• Home
  • About
    • What’s happening here
    • Greg Sandow
    • Contact
  • AJBlogs
  • ArtsJournal

Sandow

Greg Sandow on the future of classical music

Popular classical music

July 2, 2006 by Greg Sandow

In the wake of my posts about MUSO magazine (here and here), a small discussion has swirled in the comments to both posts, essentially about whether classical music should or shouldn’t have some of the trappings of popular culture, such as stars famous not just for their music, but also for their good looks. Some people–understandably–wish this wouldn’t happen, and that classical music could be (or remain, or become) mostly very serious. Like Bjork, someone said, not like Britney Spears.

My view is that this isn’t possible, at least not if we want classical music to be healthy financially. (For those who’ve read me, on the comments pages, saying this before, I promise: I won’t repeat it for a while.)

The serious wing of any branch of art or entertainment needs the popular wing. The book industry, publishers and bookstores, doesn’t stay alive by selling Proust. But by selling Tom Clancy, Dan Brown, Danielle Steele, whoever, the industry creates channels large enough to distribute–easily–copies of Proust to the relatively few people who want to read him.

For a musical example, I suggested that we imagine that Britney Spears was a classical music star. How big would the classical music business be, if that were true? But this might not have been helpful. Simply to imagine this seemed, at least to a few people, to trivialize classical music.

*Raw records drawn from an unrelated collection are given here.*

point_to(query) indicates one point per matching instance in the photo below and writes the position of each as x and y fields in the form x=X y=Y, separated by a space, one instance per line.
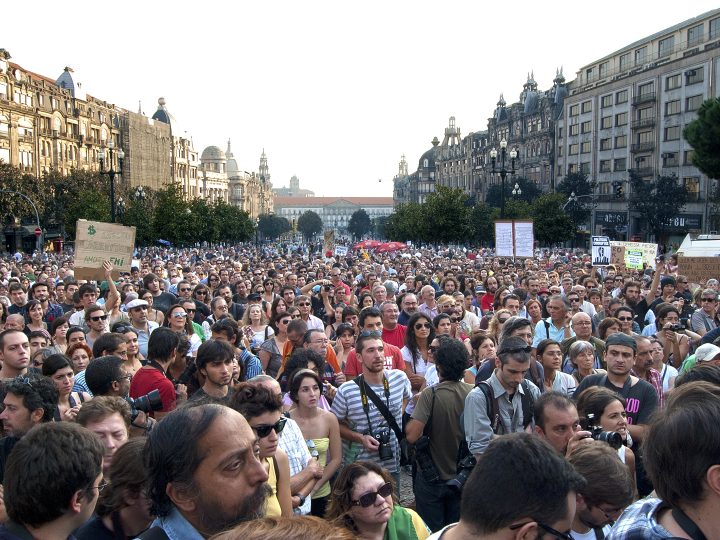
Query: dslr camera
x=382 y=436
x=596 y=432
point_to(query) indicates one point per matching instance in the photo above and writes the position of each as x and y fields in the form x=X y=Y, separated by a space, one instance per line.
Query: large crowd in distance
x=270 y=392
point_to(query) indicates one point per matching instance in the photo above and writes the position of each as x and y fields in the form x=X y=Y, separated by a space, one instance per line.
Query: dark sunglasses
x=369 y=498
x=264 y=431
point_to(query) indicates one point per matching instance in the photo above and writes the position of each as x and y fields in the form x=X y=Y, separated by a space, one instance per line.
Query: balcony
x=642 y=147
x=643 y=171
x=643 y=122
x=647 y=97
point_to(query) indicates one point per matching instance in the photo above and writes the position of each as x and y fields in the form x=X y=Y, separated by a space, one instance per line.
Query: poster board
x=96 y=242
x=699 y=269
x=601 y=252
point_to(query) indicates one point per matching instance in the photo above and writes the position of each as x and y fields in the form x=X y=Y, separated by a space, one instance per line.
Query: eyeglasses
x=547 y=528
x=264 y=431
x=369 y=498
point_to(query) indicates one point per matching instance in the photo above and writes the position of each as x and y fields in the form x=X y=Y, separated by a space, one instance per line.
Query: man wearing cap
x=641 y=397
x=137 y=310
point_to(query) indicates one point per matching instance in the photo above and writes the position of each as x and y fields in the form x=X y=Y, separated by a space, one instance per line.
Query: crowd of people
x=278 y=393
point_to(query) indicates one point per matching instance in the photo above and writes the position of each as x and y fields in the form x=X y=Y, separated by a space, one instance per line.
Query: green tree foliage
x=657 y=202
x=359 y=224
x=530 y=191
x=272 y=226
x=703 y=134
x=551 y=224
x=309 y=224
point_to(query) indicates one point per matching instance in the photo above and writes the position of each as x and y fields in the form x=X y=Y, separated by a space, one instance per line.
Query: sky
x=335 y=92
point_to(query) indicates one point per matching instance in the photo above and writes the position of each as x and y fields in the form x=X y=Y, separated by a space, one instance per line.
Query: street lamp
x=503 y=170
x=111 y=172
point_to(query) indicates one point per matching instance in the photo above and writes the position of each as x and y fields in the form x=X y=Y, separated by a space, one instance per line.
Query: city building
x=627 y=111
x=335 y=212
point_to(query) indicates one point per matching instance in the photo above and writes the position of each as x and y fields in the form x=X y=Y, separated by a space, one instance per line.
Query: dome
x=213 y=153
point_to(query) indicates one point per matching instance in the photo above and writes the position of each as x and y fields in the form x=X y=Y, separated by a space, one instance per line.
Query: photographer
x=435 y=430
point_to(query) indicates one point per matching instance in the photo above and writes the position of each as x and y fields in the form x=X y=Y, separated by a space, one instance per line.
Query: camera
x=383 y=438
x=465 y=467
x=613 y=438
x=148 y=403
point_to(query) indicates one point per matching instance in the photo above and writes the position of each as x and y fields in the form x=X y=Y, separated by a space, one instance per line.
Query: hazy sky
x=335 y=92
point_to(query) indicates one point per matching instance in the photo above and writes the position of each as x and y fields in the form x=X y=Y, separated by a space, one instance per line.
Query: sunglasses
x=264 y=431
x=369 y=499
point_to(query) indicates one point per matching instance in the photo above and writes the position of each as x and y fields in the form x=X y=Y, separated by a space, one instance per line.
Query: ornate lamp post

So here are some better examples from real life. Last fall, Reneé Fleming spoke at a forum at Juilliard. She and Stephen Sondheim were asked about the difference between art and entertainment, and, very strikingly, neither would draw any firm distinction. (See my http://www.artsjournal.com/sandow/2006/01/art_and_entertainment.html post on this.) In the course of the discussion, both Fleming and Sondheim were asked if they’d ever had to compromise on anything artistic, to do anything simply to sell their work to the public. Sondheim said he never had. Fleming said it happened to her regularly. Here’s one example she gave: She wanted to record Richard Strauss’s Daphne, her record company want her to record a CD of sacred songs. The compromise? She did both. Quid pro quo.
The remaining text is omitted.